Dear Toby, The theory of monoidal categories and bicategories is already written. I may be interested in working with them, even though it is unpleasant to recur to choice for most (non-strict) structures of these kinds. I have no interest in rewriting these theories in a different shape, using anafunctors or similar tools, or even study such variations if someone has given them. Of course other people may prefer the way you are saying. I just wanted to point out that there are many occasions where we are led to use choice - at least if we want to stay within 'classical' category theory, as expounded - say - in Mac Lane's text. Regards, Marco On 03/ago/2014, at 18.30, Toby Bartels wrote:
Marco Grandis <grandis@dima.unige.it> wrote in part:
Yet you cannot define a bicategory of spans without assuming that such a choice has been made; in the same way as you cannot define the (good) monoidal structure of Ab without recurring to a choice of tensor products.

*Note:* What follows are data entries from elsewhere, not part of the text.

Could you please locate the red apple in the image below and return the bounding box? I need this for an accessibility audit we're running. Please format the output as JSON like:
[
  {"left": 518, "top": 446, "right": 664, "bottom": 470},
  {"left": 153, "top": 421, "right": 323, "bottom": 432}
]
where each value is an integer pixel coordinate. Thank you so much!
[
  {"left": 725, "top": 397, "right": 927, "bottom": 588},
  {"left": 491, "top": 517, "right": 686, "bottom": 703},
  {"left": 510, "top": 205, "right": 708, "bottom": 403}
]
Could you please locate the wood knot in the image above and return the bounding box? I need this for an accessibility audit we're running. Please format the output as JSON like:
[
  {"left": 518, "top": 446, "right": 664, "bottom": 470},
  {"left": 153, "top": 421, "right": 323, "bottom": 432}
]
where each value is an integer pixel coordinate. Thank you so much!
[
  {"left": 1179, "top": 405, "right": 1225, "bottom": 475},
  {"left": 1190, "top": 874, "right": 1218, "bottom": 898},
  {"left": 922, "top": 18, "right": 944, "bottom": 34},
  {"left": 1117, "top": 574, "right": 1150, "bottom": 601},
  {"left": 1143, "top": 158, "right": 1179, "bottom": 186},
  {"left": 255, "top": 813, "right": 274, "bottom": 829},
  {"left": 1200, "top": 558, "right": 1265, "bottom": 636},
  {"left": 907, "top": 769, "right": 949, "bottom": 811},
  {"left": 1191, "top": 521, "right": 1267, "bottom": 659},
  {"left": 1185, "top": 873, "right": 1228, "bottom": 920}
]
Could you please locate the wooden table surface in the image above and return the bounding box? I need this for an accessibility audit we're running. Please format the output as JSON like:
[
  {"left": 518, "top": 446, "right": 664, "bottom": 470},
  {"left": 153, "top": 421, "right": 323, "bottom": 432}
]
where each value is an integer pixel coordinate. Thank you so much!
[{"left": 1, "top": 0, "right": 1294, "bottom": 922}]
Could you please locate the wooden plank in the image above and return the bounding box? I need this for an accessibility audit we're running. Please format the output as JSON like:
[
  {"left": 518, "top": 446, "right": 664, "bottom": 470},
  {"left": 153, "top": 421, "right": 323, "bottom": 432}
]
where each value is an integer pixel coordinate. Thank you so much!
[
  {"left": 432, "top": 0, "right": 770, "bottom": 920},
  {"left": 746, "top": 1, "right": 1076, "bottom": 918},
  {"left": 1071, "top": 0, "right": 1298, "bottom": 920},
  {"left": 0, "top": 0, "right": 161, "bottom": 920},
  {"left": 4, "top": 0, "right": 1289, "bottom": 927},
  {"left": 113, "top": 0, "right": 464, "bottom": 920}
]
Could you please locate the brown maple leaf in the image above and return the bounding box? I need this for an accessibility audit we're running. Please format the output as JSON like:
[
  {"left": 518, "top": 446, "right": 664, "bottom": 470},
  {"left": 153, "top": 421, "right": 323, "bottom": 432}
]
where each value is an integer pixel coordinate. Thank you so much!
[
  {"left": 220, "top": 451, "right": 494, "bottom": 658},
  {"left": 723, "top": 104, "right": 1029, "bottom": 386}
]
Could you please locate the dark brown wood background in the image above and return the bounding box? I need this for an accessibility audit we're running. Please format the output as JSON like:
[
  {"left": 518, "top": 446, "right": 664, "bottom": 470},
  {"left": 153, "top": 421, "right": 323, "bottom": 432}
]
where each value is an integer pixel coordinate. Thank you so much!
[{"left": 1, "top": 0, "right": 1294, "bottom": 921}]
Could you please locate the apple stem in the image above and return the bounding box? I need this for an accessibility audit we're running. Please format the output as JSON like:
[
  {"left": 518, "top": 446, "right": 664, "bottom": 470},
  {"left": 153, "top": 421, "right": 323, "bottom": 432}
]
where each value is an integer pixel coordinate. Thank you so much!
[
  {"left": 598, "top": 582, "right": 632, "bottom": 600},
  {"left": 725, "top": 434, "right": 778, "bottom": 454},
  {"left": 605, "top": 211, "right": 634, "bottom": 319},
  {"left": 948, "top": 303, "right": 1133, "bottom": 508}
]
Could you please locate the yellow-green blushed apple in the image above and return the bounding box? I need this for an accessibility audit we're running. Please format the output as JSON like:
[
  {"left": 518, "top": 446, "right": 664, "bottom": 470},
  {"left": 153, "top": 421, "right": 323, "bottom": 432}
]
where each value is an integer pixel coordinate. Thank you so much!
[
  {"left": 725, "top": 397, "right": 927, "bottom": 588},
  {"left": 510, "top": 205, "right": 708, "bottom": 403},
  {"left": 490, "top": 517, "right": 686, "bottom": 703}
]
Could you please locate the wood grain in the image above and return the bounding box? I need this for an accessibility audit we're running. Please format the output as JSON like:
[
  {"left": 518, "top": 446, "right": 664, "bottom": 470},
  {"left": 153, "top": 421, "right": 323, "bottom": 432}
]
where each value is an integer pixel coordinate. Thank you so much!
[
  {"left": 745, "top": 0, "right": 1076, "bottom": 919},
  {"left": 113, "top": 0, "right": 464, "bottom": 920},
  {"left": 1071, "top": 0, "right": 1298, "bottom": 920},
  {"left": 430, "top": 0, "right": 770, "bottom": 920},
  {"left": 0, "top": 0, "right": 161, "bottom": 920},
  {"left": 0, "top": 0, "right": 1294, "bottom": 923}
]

A monoidal structure on a category C is a functor C x C -> C, an object of C (aka a functor 1 -> C), and various natural transformations satisfying some equations. If by "functor" we mean an anafunctor, then no choice is needed.
Presumably you are thinking along these lines when you write
Unless you want to redefine bicategories replacing the composition of arrows with an existence property.
My point is that anafunctors tell you automatically what to do.
Better yet, working in HoTT tells you automatically what to do. All of this only looks complicated from a set-based perspective.